Closed lognaturel closed 2 years ago
A lot of my tools are based on xlrd
, so I will have to change over to openpyxl
in the near future. Pandas prefers openpyxl
for xlsx
files, so that is a vote of confidence in some sense.
I checked my emails with our partners in Africa and south Asia, and distressingly, many people still use the .xls
format. I do not know why. Dropping xls
entirely is probably not good.
In the meantime, pyxform
can depend on a pinned version of xlrd
that does support .xlsx
, right, e.g. v1.x.y
? Then, couldn't we move forward with using xlrd
for .xls
and openpyxl
for .xlsx
?
The only problem we know about is Python 3.9 using xlrd
for xlsx
, so wouldn't the extent of the problem be related to the level of Python 3.9 usage? I am on Python 3.8 currently, just recently upgraded. I do not know when I will switch to 3.9.

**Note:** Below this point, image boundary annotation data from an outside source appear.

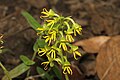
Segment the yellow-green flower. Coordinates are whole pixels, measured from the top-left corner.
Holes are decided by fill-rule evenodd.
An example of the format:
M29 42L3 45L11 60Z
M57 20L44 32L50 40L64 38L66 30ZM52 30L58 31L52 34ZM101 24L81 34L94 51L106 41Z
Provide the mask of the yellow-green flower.
M44 48L39 48L38 49L38 55L39 56L43 56L43 55L45 55L47 52L48 52L48 48L45 46Z
M44 69L47 70L48 69L48 65L49 65L49 61L46 61L46 62L42 62L41 65L44 65Z
M47 26L51 26L50 28L53 27L53 25L55 24L55 20L46 20L47 23Z
M76 55L81 56L81 53L78 51L73 51L74 58L77 60Z
M47 36L43 36L43 38L45 38L45 42L48 42L48 45L50 45L50 43L52 42L51 36L47 35Z
M74 31L74 36L76 36L76 33L80 35L82 31L82 27L79 24L75 23L73 24L73 31Z
M59 15L55 14L55 12L52 9L47 11L46 8L44 8L41 13L43 14L43 16L40 16L40 18L59 16Z
M63 65L63 74L71 74L72 75L72 69L70 68L70 63L69 62L65 62Z
M70 35L70 34L66 35L66 40L70 41L70 42L74 42L74 39L73 39L72 35Z
M59 45L59 48L61 48L61 47L62 47L64 51L67 51L66 42L67 42L67 41L65 40L65 38L64 38L64 37L62 37L62 38L61 38L61 40L60 40L60 45Z
M51 49L48 53L47 56L50 55L51 58L56 58L56 50L55 49Z
M48 34L51 35L51 40L53 40L53 41L56 40L56 37L57 37L57 36L56 36L57 31L55 31L55 30L51 30L51 31L48 32Z

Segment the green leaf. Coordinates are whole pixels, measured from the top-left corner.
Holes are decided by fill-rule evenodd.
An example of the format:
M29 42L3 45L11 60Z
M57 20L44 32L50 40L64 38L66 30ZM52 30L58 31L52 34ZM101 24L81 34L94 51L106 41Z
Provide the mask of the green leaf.
M30 60L28 57L26 57L26 56L24 56L24 55L21 55L21 56L20 56L20 59L23 61L23 63L24 63L25 65L30 66L30 65L35 64L34 61Z
M44 39L38 38L33 46L33 50L37 52L38 48L43 48L46 44Z
M26 18L31 27L37 31L37 28L42 28L42 26L26 11L22 11L22 15Z
M33 45L33 50L34 50L34 52L37 52L37 51L38 51L38 48L39 48L39 46L38 46L38 42L37 42L37 40L36 40L36 42L35 42L34 45Z
M37 72L38 74L41 75L43 79L52 80L51 76L46 71L44 71L42 68L37 67Z
M58 77L58 79L62 80L62 74L60 73L60 70L56 65L53 67L53 71L56 74L56 76Z
M11 71L9 71L9 76L10 78L15 78L21 74L23 74L24 72L26 72L28 69L30 68L30 66L25 65L24 63L18 65L17 67L15 67L14 69L12 69ZM7 75L5 75L2 80L9 80Z

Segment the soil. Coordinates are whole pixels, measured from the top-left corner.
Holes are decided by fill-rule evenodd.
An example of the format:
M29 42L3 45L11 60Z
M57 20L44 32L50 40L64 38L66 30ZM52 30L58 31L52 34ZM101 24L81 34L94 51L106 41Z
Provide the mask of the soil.
M120 35L120 0L0 0L0 34L3 34L5 52L0 61L11 70L21 63L20 55L31 58L36 32L30 27L21 10L28 11L37 21L43 8L54 9L72 18L83 27L76 40L95 36ZM83 52L84 53L84 52ZM81 80L99 80L95 71L96 55L86 54L76 66L82 72ZM34 74L34 72L33 72ZM0 79L4 75L0 68ZM24 75L15 80L21 80ZM73 80L73 79L72 79ZM80 80L75 78L75 80Z

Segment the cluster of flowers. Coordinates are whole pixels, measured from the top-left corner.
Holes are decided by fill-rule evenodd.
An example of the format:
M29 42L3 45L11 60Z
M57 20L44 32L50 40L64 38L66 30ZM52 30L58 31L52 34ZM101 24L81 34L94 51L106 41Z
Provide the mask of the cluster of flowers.
M81 56L78 51L78 47L71 44L74 42L73 36L81 34L81 26L74 22L71 17L63 17L56 14L53 10L47 11L43 9L41 12L45 22L42 28L38 28L38 35L41 39L44 39L47 43L43 48L38 49L39 56L46 55L48 61L43 62L44 69L46 70L48 65L54 66L54 62L57 62L62 66L64 74L71 74L70 62L67 59L67 54L73 54Z

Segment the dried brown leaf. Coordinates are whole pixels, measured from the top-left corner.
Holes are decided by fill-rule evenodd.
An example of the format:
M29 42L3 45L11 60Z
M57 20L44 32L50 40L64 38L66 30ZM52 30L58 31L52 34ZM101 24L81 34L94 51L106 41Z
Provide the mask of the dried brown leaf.
M97 53L101 46L110 38L108 36L98 36L75 42L74 45L81 46L88 53Z
M96 70L100 80L120 80L120 36L112 37L101 47Z

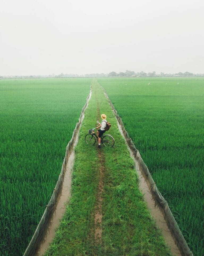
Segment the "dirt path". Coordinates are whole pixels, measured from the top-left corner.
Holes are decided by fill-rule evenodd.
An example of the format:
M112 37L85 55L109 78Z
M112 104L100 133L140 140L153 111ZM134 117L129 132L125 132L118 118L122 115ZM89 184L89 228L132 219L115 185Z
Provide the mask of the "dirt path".
M97 119L99 120L101 116L99 103L96 92L95 93L97 103ZM95 215L94 216L94 238L96 244L101 243L102 238L102 202L103 198L102 194L103 191L104 186L104 178L105 167L104 163L105 162L105 156L103 152L100 149L99 149L98 158L100 165L99 167L99 184L98 185L97 192L96 205L95 206Z

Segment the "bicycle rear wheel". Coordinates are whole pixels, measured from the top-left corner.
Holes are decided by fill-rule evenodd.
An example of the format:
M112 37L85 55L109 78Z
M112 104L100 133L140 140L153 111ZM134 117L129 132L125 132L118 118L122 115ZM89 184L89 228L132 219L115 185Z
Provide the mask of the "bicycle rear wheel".
M115 141L110 135L105 135L103 137L102 143L105 147L111 147L114 145Z
M85 141L89 145L94 145L96 142L96 138L93 134L88 133L85 136Z

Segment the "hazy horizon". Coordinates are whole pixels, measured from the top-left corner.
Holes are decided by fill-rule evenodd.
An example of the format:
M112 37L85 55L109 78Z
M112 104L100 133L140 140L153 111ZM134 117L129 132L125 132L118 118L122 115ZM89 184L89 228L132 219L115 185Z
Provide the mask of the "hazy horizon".
M204 73L204 3L3 0L0 75Z

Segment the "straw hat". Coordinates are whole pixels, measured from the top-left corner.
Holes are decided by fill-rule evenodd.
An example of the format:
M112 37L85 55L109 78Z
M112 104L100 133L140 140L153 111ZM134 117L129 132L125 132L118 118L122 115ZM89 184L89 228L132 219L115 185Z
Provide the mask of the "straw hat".
M106 115L105 114L102 114L101 116L102 119L106 119Z

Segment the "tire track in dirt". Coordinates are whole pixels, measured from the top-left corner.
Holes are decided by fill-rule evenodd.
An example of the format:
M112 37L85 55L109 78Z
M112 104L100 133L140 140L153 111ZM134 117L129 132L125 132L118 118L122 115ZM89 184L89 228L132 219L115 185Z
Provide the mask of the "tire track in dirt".
M95 96L97 103L97 120L100 118L100 108L96 92L95 91ZM105 168L104 165L105 162L105 156L101 149L98 149L98 158L99 163L99 177L97 192L96 196L96 204L95 207L94 216L94 238L96 244L102 243L102 203L103 198L102 194L104 186L104 178Z

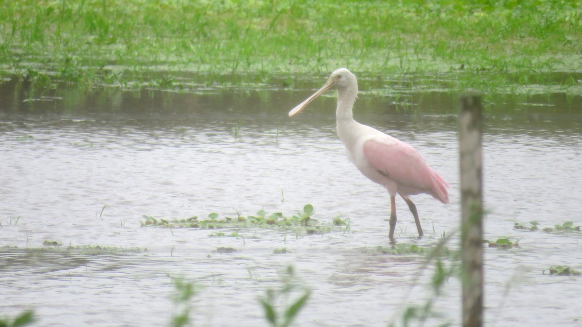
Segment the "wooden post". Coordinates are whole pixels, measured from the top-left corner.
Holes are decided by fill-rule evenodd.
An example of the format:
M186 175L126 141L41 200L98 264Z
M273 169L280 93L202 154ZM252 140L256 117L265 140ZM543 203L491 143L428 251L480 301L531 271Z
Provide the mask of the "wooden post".
M481 94L460 97L461 279L463 326L483 325L483 198Z

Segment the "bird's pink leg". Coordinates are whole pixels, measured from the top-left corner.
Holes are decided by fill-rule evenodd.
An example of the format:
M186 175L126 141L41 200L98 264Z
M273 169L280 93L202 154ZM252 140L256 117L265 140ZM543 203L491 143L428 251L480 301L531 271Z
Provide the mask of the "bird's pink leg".
M396 228L396 197L395 196L390 196L390 242L394 243L394 229Z
M416 205L409 198L404 198L404 200L408 204L408 208L412 212L412 215L414 216L414 222L416 223L416 229L418 230L418 236L421 237L424 233L423 233L423 228L420 226L420 219L418 219L418 213L416 211Z

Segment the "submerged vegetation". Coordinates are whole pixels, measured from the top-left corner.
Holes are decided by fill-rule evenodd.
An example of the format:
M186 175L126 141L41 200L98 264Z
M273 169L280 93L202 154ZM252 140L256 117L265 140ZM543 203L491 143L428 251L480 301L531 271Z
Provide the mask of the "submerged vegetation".
M258 211L255 215L242 216L237 212L236 217L225 216L219 219L219 215L212 212L208 219L199 218L194 216L189 218L164 219L157 219L151 216L143 216L146 221L141 222L142 227L155 226L165 228L197 228L200 229L215 229L225 228L262 227L279 228L282 229L290 229L297 234L304 233L307 235L329 233L334 229L344 232L349 230L349 218L342 219L340 217L333 218L331 223L320 223L313 219L312 215L315 212L313 206L307 204L303 211L299 211L290 216L285 216L282 212L274 212L269 214L264 210ZM336 227L334 227L336 226ZM342 226L343 229L342 229ZM237 237L237 233L230 233L228 235L221 232L213 233L211 237L233 236Z
M363 76L414 74L408 81L421 88L579 94L580 44L582 6L573 0L17 0L0 11L0 81L287 88L289 75L344 66ZM566 74L540 74L548 72Z
M580 276L580 273L567 266L552 266L548 269L550 275L556 276ZM544 272L545 273L545 271Z
M524 226L520 222L516 222L514 225L514 229L521 229L522 230L530 230L531 232L535 230L541 230L546 233L573 233L580 231L580 226L576 226L572 222L566 222L562 225L555 225L553 227L540 226L540 223L537 221L531 221L530 222L530 226Z

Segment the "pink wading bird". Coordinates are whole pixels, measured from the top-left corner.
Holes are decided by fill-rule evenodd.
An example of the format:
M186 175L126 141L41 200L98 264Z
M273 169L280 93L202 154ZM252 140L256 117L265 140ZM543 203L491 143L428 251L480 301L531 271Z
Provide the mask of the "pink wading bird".
M396 225L396 193L408 204L414 216L418 236L423 236L416 206L409 196L426 193L443 203L449 203L449 184L427 165L414 148L354 120L352 109L358 95L355 75L345 68L333 72L321 88L289 112L289 117L299 113L309 102L333 86L338 88L335 112L338 135L347 149L348 157L364 176L382 185L390 193L391 241L394 241Z

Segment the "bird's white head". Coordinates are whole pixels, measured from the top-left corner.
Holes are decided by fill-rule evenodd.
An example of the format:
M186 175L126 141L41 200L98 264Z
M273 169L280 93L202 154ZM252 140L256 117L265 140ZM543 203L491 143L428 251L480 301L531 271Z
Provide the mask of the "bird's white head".
M314 99L321 95L332 87L335 86L338 88L338 100L341 98L345 97L346 99L351 99L352 103L356 99L358 95L358 81L356 79L356 75L352 73L345 68L336 69L331 73L331 76L328 79L327 81L321 87L317 90L311 97L307 98L304 101L299 104L299 105L293 108L289 112L289 117L293 117L303 110L309 102Z

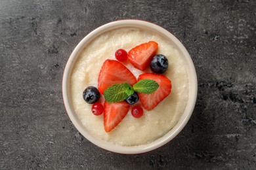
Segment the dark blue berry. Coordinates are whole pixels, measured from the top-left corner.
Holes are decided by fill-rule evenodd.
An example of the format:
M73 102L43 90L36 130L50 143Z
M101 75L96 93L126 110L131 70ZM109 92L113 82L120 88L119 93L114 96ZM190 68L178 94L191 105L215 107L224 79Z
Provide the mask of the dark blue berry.
M88 86L85 88L83 93L83 97L85 101L93 104L98 101L100 97L100 94L96 88L94 86Z
M125 99L125 101L129 105L133 105L137 103L139 100L138 94L135 92L133 94Z
M151 60L150 68L154 73L158 74L165 73L168 68L167 58L162 54L156 55Z

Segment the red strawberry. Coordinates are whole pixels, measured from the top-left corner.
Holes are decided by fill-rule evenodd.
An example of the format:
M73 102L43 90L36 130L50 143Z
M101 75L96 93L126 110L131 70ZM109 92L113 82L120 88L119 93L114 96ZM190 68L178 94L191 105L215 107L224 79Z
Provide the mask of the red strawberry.
M130 105L124 101L119 103L104 103L104 128L106 132L113 129L127 114Z
M136 77L120 62L112 60L106 60L98 78L98 90L100 93L103 94L109 86L125 82L133 85L137 82Z
M150 73L140 75L139 76L138 81L144 79L154 80L159 84L159 88L152 94L138 94L144 108L147 110L150 110L155 108L171 93L171 82L163 75Z
M135 68L144 71L150 65L158 48L158 44L154 41L141 44L128 52L128 60Z

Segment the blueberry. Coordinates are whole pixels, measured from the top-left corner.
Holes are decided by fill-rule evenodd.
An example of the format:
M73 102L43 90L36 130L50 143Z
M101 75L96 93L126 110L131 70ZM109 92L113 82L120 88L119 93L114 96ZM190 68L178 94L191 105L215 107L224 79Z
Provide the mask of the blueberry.
M98 92L98 89L94 86L87 87L83 93L83 99L89 104L97 102L100 99L100 92Z
M129 105L133 105L137 103L139 100L138 94L135 92L133 94L125 99L125 101Z
M168 60L162 55L158 54L154 56L150 63L151 70L156 73L161 74L168 68Z

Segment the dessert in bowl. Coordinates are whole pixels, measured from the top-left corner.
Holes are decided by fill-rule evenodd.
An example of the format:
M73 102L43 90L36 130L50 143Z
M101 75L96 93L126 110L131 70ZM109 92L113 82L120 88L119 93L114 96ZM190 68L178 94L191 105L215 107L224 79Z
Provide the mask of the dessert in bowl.
M150 56L150 60L158 54L163 55L167 59L168 68L163 73L152 73L154 71L148 61L146 66L140 67L131 59L133 49L150 42L156 43L158 47ZM129 60L119 61L115 57L118 49L128 52ZM127 75L126 69L123 71L121 69L123 66L119 67L120 64L133 76ZM156 90L156 92L158 92L158 95L147 95L139 92L139 101L135 104L128 105L125 101L121 101L125 103L122 106L127 106L125 113L123 118L110 129L106 128L104 116L106 112L114 110L106 110L106 107L108 109L110 107L106 104L106 88L102 89L100 85L106 85L106 82L110 82L109 76L104 79L109 73L108 72L111 72L111 78L113 76L119 79L123 78L123 81L129 82L131 87L139 79L150 79L155 75L164 77L164 80L169 82L167 80L167 88L163 89L161 83L163 80L158 82L158 78L152 78L158 83L159 87ZM123 75L123 72L125 73ZM100 97L97 103L102 103L104 110L99 116L92 113L92 104L86 103L83 97L85 89L89 86L96 87L100 91ZM110 151L138 154L165 144L182 130L195 105L197 78L189 54L174 35L147 22L120 20L96 29L78 44L65 68L62 92L70 120L86 139ZM162 97L162 94L166 94L164 97ZM161 98L156 104L155 101L159 97ZM110 103L112 105L115 104ZM143 115L139 118L131 114L135 106L143 110ZM123 110L120 108L117 110Z

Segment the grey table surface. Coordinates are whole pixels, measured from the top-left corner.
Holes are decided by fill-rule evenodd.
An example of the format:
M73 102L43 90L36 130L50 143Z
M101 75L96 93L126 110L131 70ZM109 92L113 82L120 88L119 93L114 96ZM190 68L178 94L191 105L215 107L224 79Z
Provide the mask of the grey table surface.
M123 155L88 141L62 96L76 44L110 22L173 33L194 62L198 95L173 141ZM0 169L255 169L256 1L0 1Z

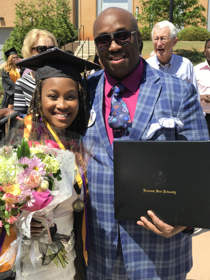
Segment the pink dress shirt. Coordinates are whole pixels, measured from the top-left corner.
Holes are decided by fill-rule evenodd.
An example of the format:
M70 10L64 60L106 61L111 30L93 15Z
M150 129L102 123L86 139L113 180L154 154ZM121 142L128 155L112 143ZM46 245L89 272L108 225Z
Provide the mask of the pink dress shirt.
M133 121L139 92L144 71L144 65L141 59L140 63L135 70L121 83L126 88L120 95L127 105L132 123ZM112 88L118 81L112 78L106 70L104 87L103 113L105 126L110 144L114 139L113 130L108 125L108 118L111 111L111 98L113 92Z

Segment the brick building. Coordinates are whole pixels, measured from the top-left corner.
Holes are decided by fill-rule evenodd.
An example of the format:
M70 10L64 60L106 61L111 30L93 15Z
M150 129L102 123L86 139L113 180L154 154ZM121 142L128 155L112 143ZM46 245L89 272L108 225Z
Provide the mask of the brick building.
M82 25L84 26L84 37L89 37L93 41L92 28L93 22L100 13L109 7L118 7L125 9L133 14L136 9L141 13L139 0L70 0L72 8L71 20L77 29ZM15 19L15 4L18 0L9 0L1 3L0 9L0 50L3 47L6 39L13 30ZM200 0L201 4L206 8L205 15L207 18L206 28L210 31L210 13L208 7L210 6L210 0ZM139 27L141 26L138 23ZM82 40L82 38L81 38ZM0 60L2 58L0 51ZM3 60L1 60L1 62ZM0 60L0 64L1 64Z

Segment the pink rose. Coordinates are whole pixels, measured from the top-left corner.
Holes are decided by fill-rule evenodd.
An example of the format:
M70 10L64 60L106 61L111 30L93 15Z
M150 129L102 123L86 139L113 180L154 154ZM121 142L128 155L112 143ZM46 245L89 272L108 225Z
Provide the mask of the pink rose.
M33 142L34 142L34 144L35 145L35 147L36 147L36 145L40 145L40 144L37 141L34 142L34 141L32 140L31 140L31 141L29 141L29 142L28 142L28 144L29 144L29 146L30 148L32 147L32 143Z
M32 189L36 188L39 183L41 174L32 174L29 178L25 178L24 185L28 189Z
M48 147L49 147L50 148L55 148L56 149L58 149L59 150L61 150L61 149L57 143L52 141L52 140L45 140L45 142L46 144L46 146Z
M36 199L36 202L33 202L33 206L29 207L24 205L21 208L21 209L32 212L43 209L48 205L52 201L52 195L49 196L49 190L48 190L45 192L33 192L33 196Z

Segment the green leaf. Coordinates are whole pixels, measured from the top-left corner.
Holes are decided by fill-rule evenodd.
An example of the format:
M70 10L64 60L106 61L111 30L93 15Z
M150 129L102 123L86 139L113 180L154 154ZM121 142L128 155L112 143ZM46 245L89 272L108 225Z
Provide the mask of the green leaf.
M27 157L27 158L30 158L31 157L31 152L29 145L25 138L23 138L21 147L20 149L19 157L20 158L21 158L22 157L23 158Z
M0 209L1 209L2 210L5 210L6 209L5 205L5 204L4 204L4 205L0 206Z
M4 149L3 149L3 150L4 152L4 157L6 159L6 160L8 160L9 158L6 155L6 150L5 150Z
M4 228L6 230L6 231L7 232L7 233L9 236L9 226L10 225L10 224L9 223L8 223L8 222L6 222L5 220L5 219L3 218L2 220L2 222L3 223L3 225L4 227Z
M2 219L4 219L5 220L6 217L4 214L3 211L1 209L0 209L0 217Z
M20 209L21 209L21 208L22 208L22 206L23 206L24 205L24 204L25 204L25 202L24 202L24 204L23 204L21 206L20 206L19 207L19 208L18 208L18 213L20 213L20 212L19 212L19 210L20 210Z
M17 157L18 160L20 159L20 146L18 144L18 150L17 150Z
M54 191L55 190L55 181L53 179L50 177L50 176L47 176L48 178L49 183L49 190L50 190Z
M46 156L46 155L45 155L44 154L43 154L42 153L37 153L36 154L35 154L35 155L34 155L33 156L33 157L34 155L35 155L36 157L37 157L38 158L41 159L42 160L43 160L44 158L45 158Z
M59 169L56 173L53 173L52 175L54 178L56 178L58 181L61 181L62 180L62 178L59 175L61 174L61 171L60 169Z

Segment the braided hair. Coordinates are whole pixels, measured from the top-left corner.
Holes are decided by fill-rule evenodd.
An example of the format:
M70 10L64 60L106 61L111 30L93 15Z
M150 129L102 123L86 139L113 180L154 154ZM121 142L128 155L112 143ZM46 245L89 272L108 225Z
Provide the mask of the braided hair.
M45 117L43 113L41 102L42 88L45 80L40 79L36 83L27 114L28 115L31 114L32 121L36 123L45 123ZM89 120L89 92L87 94L86 94L84 89L80 82L76 80L74 80L77 83L78 86L79 109L76 118L67 129L82 135L88 127ZM40 117L41 117L41 118ZM34 140L35 139L35 134L33 133L37 132L37 128L35 127L35 126L36 125L33 126L32 128L29 135L29 139ZM46 129L46 133L44 133L48 135L48 132Z

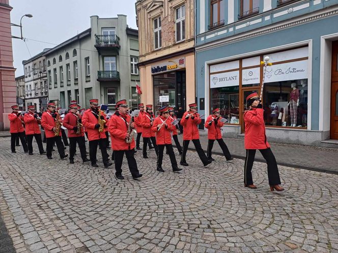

@jkpr just trying to follow along - when you say "A lot of my tools are based on xlrd," - are you talking about tools or functions inside of pyxform?
If Pandas likes openpyxl then I think that endorsement is extremely strong. I'd be happy to take a shot at encapsulating all of our uses of xlrd into an internal subpackage, which would make the transition work much easier to reason about, thoughts?
Another thought out of left fieldIf it's not to heavy, then even using Pandas might make sense, given how widespread that tool is - if we just used Pandas, then the Pandas team could worry about what library to use when reading excel spreadsheets
I mean that a lot of the personal development tools that I use are based on xlrd. They are separate from pyxform. They read excel files and do things.
I haven't used this enough to really suggest it, and clearly it doesn't have the traction of openpyxl, but this package got me out of a bind when I needed quick support for Python 3.9: https://github.com/thombashi/excelrd. It's a drop-in replacement for xlrd.
Pandas is a real behemoth that I'd prefer not to see as a dependency. To be fair, installing it isn't as bad as it used to be thanks to binary wheels, if those are available on your platform.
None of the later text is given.